Pubs, restaurants and cinema chains should be required to display calorie content in food and drink, according to the Local Government Association (LGA).
The LGA, which represents more than 370 local councils, believes that forcing large chains to spell out calorie contents will contribute to lower rates of obesity and type 2 diabetes, particularly in children.
Similar rules already exist in the US. There, chain restaurants and cinemas are obliged to show calorie information.
The LGA believes such measures could be part of a brave and bold strategy to tackle obesity in children, and thereby prevent many cases of type 2 diabetes.

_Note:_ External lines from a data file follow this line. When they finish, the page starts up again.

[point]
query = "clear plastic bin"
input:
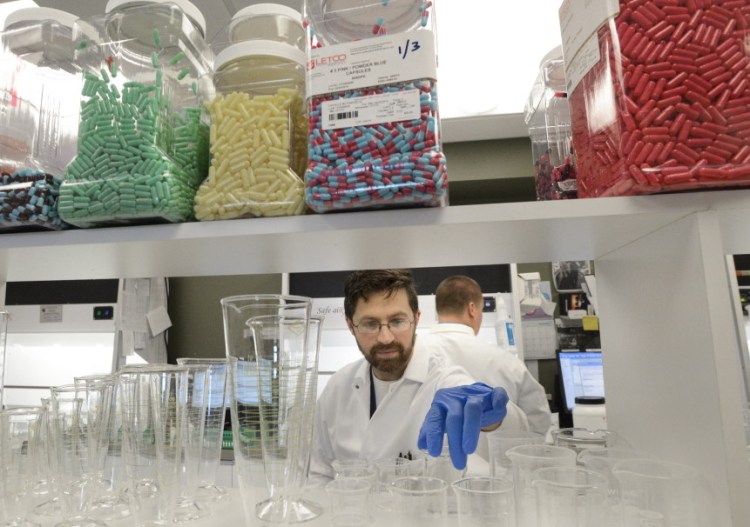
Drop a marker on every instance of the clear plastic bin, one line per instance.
(659, 95)
(143, 136)
(548, 122)
(39, 90)
(258, 133)
(267, 21)
(374, 139)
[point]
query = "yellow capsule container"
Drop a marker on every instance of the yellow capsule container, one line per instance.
(258, 141)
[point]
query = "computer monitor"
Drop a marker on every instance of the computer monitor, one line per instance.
(582, 374)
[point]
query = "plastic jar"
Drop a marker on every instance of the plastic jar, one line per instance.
(590, 413)
(658, 95)
(267, 21)
(258, 133)
(548, 122)
(374, 138)
(143, 136)
(39, 92)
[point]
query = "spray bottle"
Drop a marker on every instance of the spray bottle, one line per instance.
(505, 331)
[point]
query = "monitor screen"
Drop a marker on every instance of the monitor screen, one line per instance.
(582, 375)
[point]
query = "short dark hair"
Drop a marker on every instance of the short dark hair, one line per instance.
(362, 284)
(455, 293)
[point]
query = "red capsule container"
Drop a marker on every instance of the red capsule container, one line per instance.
(659, 94)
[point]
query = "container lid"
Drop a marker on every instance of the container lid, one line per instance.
(267, 21)
(190, 9)
(260, 47)
(268, 8)
(339, 21)
(589, 399)
(39, 14)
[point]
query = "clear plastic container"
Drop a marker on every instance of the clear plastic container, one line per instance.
(374, 138)
(39, 91)
(267, 21)
(548, 121)
(143, 136)
(258, 133)
(658, 94)
(191, 11)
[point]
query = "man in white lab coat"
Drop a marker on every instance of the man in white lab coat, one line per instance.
(377, 406)
(459, 305)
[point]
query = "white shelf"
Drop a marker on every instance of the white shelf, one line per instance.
(667, 308)
(483, 234)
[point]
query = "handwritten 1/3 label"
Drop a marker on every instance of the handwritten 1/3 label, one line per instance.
(373, 62)
(371, 109)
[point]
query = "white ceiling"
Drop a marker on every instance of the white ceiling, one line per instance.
(217, 12)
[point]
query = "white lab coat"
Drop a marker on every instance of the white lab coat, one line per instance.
(344, 430)
(490, 364)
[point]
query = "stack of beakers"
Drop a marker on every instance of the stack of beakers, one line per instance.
(17, 474)
(272, 347)
(162, 434)
(213, 426)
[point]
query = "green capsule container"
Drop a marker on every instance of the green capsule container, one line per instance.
(144, 136)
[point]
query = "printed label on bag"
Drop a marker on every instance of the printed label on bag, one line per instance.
(371, 109)
(588, 57)
(372, 62)
(579, 22)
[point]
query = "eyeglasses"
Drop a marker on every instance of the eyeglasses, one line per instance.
(372, 327)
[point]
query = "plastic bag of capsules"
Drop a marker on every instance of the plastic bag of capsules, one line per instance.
(659, 93)
(373, 138)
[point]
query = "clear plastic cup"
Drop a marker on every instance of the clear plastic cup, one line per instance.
(350, 502)
(500, 441)
(419, 501)
(485, 502)
(570, 496)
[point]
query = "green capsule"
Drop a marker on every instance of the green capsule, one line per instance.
(177, 58)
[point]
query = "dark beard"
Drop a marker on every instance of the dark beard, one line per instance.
(397, 364)
(390, 365)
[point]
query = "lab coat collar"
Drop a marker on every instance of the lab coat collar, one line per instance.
(416, 370)
(451, 327)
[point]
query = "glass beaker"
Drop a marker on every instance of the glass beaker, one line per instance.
(154, 404)
(245, 392)
(485, 502)
(581, 438)
(570, 496)
(69, 433)
(105, 468)
(213, 430)
(17, 470)
(500, 441)
(525, 459)
(285, 364)
(388, 470)
(303, 508)
(47, 500)
(420, 501)
(662, 493)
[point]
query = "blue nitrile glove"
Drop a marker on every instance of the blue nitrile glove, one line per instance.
(461, 412)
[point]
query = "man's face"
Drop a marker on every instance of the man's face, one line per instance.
(388, 350)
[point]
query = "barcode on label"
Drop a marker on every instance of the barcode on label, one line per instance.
(343, 115)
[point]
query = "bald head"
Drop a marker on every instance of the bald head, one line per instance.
(459, 299)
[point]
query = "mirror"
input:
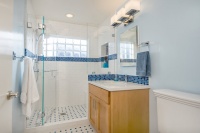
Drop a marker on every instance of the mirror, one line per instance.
(104, 55)
(128, 47)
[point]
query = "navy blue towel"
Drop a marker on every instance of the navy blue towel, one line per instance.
(143, 67)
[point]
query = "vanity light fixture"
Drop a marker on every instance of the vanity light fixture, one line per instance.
(114, 21)
(69, 15)
(126, 14)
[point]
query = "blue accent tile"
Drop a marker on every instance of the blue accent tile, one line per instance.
(112, 57)
(128, 60)
(130, 78)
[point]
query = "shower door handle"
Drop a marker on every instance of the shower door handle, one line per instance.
(12, 94)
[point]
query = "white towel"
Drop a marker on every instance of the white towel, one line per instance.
(29, 93)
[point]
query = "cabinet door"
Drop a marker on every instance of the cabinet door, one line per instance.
(92, 110)
(103, 117)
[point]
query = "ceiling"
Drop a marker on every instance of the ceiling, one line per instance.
(91, 12)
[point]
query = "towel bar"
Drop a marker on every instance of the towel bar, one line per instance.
(15, 57)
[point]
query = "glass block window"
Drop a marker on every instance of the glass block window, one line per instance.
(65, 47)
(127, 51)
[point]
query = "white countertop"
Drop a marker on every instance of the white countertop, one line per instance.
(118, 85)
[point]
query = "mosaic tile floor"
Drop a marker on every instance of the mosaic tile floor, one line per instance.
(78, 129)
(57, 114)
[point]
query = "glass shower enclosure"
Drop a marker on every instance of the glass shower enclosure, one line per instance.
(60, 100)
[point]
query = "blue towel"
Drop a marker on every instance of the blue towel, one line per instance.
(143, 67)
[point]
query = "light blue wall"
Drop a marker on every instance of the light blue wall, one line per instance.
(174, 28)
(18, 120)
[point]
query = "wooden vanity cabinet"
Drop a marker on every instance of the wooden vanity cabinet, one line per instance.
(119, 111)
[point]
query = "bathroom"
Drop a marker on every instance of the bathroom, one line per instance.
(75, 49)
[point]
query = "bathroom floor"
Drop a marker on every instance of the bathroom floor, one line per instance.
(57, 114)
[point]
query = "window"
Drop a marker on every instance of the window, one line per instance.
(126, 51)
(64, 47)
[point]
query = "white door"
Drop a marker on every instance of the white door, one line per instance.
(6, 42)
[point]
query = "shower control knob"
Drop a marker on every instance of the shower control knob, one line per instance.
(12, 94)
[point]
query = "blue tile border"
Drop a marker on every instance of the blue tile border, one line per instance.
(130, 78)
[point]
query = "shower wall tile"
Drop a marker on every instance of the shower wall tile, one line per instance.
(29, 53)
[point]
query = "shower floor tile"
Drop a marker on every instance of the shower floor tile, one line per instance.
(57, 114)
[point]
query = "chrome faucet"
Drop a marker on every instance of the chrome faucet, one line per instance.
(126, 78)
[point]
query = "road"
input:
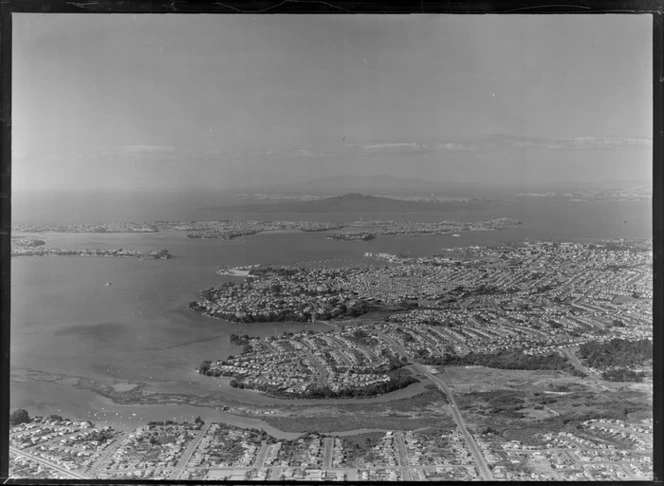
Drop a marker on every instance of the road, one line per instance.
(188, 452)
(402, 456)
(47, 463)
(106, 453)
(482, 465)
(261, 455)
(328, 444)
(322, 372)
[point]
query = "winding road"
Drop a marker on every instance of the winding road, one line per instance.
(480, 460)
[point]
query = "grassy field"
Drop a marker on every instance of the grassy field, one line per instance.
(523, 414)
(351, 422)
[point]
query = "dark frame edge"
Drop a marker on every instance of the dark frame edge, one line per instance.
(143, 7)
(658, 242)
(5, 226)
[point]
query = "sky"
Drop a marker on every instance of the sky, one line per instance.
(110, 102)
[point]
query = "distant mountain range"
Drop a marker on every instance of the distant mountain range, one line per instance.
(355, 202)
(352, 183)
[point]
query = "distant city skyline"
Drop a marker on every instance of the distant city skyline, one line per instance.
(216, 102)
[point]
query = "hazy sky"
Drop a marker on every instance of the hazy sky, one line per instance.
(207, 101)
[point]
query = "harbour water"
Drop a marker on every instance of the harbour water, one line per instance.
(67, 321)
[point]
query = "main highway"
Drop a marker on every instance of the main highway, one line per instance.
(47, 463)
(480, 460)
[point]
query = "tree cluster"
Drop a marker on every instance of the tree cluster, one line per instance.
(616, 353)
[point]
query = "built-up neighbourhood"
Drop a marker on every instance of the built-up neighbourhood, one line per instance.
(61, 448)
(544, 298)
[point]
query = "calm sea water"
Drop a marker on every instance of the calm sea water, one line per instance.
(66, 320)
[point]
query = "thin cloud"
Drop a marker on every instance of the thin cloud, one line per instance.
(148, 149)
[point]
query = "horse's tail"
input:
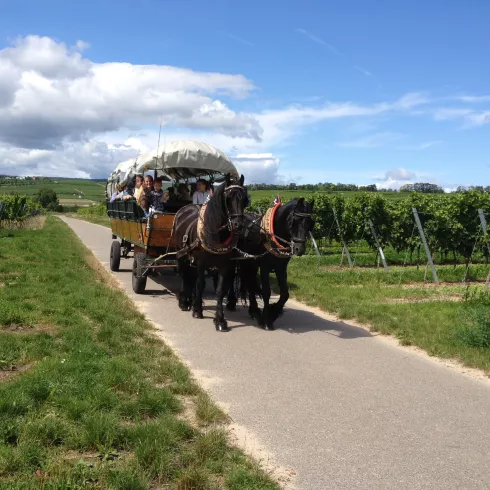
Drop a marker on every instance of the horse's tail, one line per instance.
(246, 281)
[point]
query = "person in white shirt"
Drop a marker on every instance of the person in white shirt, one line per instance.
(202, 193)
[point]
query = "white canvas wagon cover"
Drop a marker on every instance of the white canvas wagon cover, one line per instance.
(185, 158)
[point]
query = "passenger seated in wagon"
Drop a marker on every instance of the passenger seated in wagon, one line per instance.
(183, 192)
(138, 186)
(157, 197)
(201, 194)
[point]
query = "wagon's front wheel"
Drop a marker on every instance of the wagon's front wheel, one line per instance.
(139, 281)
(115, 259)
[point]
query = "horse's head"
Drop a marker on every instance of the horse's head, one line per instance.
(236, 200)
(300, 224)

“Pub, restaurant and cinema chains need to be displaying calorie counts so consumers and parents have a more informed choice and a better understanding of how healthy a particular snack, meal or drink is,” said Izzi Seccombe, the LGA’s Community Wellbeing Spokesperson.

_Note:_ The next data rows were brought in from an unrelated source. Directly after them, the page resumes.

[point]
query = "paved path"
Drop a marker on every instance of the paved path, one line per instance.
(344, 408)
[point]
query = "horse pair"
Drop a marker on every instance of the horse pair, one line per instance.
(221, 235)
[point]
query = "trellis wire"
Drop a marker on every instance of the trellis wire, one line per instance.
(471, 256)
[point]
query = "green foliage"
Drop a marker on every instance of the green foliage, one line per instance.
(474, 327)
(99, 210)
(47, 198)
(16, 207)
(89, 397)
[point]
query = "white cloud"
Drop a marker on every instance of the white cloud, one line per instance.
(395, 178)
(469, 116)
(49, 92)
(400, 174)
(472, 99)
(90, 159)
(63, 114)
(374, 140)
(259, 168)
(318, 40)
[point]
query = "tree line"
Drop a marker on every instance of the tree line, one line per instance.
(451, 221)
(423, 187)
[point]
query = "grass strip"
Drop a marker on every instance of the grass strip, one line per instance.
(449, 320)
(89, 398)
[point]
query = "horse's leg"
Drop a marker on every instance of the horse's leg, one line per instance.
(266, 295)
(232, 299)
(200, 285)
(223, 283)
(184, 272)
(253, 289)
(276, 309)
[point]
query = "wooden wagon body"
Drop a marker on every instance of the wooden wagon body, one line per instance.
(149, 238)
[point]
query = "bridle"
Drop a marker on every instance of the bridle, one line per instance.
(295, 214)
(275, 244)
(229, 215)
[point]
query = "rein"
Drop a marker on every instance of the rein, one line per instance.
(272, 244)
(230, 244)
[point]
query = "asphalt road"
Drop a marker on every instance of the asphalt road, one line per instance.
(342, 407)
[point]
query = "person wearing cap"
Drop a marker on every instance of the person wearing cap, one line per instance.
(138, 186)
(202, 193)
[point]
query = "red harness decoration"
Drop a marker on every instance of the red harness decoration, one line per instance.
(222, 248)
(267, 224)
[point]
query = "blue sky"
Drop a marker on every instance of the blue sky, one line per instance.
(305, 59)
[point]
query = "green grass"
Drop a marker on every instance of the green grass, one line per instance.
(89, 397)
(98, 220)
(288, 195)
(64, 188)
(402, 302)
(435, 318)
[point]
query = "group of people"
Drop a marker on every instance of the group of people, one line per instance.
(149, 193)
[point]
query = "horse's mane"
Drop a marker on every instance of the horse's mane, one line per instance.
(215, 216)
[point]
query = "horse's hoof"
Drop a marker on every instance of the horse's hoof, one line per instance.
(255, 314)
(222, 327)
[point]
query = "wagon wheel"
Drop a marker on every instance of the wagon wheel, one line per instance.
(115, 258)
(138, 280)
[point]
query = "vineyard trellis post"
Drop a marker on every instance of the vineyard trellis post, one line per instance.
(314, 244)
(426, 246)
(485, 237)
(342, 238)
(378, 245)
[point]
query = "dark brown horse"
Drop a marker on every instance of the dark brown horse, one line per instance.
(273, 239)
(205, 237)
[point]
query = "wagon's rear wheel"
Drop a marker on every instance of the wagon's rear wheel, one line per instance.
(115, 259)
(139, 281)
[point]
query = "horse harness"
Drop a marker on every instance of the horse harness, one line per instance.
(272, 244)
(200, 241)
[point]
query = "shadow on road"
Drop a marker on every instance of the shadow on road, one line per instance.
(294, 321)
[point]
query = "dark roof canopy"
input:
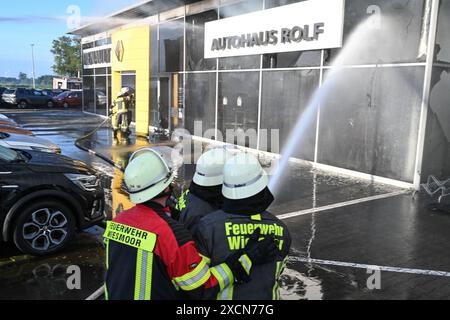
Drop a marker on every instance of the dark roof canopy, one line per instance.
(142, 10)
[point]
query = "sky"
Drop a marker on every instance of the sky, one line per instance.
(39, 22)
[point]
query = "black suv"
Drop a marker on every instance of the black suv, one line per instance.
(45, 198)
(24, 98)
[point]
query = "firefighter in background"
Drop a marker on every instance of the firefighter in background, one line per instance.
(150, 256)
(121, 111)
(204, 196)
(222, 233)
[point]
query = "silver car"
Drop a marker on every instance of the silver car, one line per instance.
(22, 142)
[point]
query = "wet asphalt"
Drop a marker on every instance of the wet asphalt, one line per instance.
(400, 232)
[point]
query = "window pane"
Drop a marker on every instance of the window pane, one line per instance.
(88, 72)
(154, 50)
(88, 92)
(100, 91)
(369, 121)
(129, 80)
(279, 3)
(200, 101)
(437, 139)
(171, 46)
(244, 62)
(154, 116)
(443, 40)
(393, 33)
(285, 96)
(292, 59)
(238, 105)
(100, 71)
(195, 41)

“Food and drink with high calorie content is clearly a factor behind obesity, and the subsequent health problems it can cause.
“We want the government to require major retailers to make their customers fully aware of how many calories they are eating or drinking.
“Clear and prominent signs indicating the number of calories in a product should be mandatory.
“We need to take bold actions in changing environment if we are to beat obesity, and that includes when we’re sitting at a table in a restaurant reading a menu or ordering at the counter.”